The Fed--and Technology--to the Rescue
Since taking office in 1987, Federal Reserve Chairman Alan Greenspan has been known for his willingness to take quick and decisive action when confronted by a crisis. Now he has done it again. Facing the prospect of a rapidly slowing economy, a shrinking manufacturing sector, and a fast-declining stock market, Greenspan on Jan. 3 led the Federal Open Market Committee in an aggressive half-percentage-point reduction in interest rates--a move that sent the stock market soaring.
This rate cut was much bigger and came sooner than most economists expected. But just as he did during the 1990s, Greenspan has shown far more faith in the productivity-enhancing effects of technology than most forecasters. During the boom years, Greenspan kept rates low, banking on strong productivity growth to hold down inflation despite strong growth and low unemployment. Now, as the economy turns down, the Fed is counting on technology to reduce the danger that an interest cut will reignite inflation. The Fed's announcement of the rate reduction noted that "there is little evidence to suggest that longer-term advances in technology and associated gains in productivity are abating."
In the short run, the reduction in rates breaks the gathering mood of market panic. With the Fed actively cutting rates, there is less chance of a severe downturn and less need for investors to sell. That, in turn, will increase the incentive for companies to boost spending on new equipment, while making it easier for them to raise money in the capital markets. Moreover, a more buoyant U.S. economy will make it less likely that Asia and Europe will fall into a deep slump.
To be sure, the Fed's job is far from done. There's still a lot of negative momentum in manufacturing, retail sales, and the technology sector. It is certain that the next couple of months will see a string of negative earnings reports. As a result, it seems likely that the Fed will have to cut again sometime this spring.

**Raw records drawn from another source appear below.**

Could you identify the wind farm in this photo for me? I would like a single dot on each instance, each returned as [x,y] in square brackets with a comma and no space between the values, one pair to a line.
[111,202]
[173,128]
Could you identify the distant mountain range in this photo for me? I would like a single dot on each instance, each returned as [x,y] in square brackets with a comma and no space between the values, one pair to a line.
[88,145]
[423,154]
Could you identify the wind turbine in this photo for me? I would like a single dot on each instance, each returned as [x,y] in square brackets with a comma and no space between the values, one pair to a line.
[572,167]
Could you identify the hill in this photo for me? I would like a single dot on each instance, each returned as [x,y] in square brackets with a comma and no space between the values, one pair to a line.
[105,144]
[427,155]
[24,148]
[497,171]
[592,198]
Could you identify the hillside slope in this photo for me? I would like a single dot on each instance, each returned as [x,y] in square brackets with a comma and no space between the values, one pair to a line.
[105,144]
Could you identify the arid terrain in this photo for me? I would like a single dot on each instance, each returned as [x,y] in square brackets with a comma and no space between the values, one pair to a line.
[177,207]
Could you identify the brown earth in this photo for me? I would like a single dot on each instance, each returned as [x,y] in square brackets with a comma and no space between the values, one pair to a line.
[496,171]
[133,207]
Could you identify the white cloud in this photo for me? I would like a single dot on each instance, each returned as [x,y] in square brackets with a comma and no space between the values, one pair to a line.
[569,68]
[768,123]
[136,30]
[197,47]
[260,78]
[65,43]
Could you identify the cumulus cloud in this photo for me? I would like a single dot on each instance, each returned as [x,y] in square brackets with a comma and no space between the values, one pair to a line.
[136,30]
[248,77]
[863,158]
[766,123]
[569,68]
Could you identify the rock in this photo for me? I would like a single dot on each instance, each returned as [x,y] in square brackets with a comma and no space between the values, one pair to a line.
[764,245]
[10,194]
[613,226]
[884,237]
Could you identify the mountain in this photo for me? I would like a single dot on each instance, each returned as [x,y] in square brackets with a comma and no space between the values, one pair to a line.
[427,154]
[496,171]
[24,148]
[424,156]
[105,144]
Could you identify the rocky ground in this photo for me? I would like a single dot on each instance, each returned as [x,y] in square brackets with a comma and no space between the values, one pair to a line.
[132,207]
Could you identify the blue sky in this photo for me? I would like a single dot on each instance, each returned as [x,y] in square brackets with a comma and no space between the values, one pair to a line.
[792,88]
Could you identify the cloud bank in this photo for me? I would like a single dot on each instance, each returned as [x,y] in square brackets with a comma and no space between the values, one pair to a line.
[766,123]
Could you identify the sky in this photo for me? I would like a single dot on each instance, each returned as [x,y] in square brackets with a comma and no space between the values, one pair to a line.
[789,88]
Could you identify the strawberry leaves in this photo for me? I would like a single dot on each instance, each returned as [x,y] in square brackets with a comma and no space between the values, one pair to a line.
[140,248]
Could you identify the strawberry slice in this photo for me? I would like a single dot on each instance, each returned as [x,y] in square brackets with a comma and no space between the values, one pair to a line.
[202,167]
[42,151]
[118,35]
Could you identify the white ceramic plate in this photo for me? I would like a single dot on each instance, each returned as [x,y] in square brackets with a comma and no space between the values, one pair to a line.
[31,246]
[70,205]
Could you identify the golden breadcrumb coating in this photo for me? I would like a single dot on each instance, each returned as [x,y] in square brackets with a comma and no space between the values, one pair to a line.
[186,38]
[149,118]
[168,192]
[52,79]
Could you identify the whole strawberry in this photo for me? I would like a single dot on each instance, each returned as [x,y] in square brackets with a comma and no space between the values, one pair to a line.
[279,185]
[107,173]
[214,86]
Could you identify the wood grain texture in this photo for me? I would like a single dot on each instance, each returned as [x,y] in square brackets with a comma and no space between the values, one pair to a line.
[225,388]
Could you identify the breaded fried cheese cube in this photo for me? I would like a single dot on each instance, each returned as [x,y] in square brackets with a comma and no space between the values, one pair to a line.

The fall in the Nasdaq was a necessary correction to speculative excesses in tech stocks. But the New Economy did not end when the stock bubble burst. Quite the contrary. By cutting rates when he did, Greenspan has shown that he understands that there is a big difference between genuine New Economy productivity gains, which are continuing, and overinflated stock prices. And that's terrific news for the U.S. economy.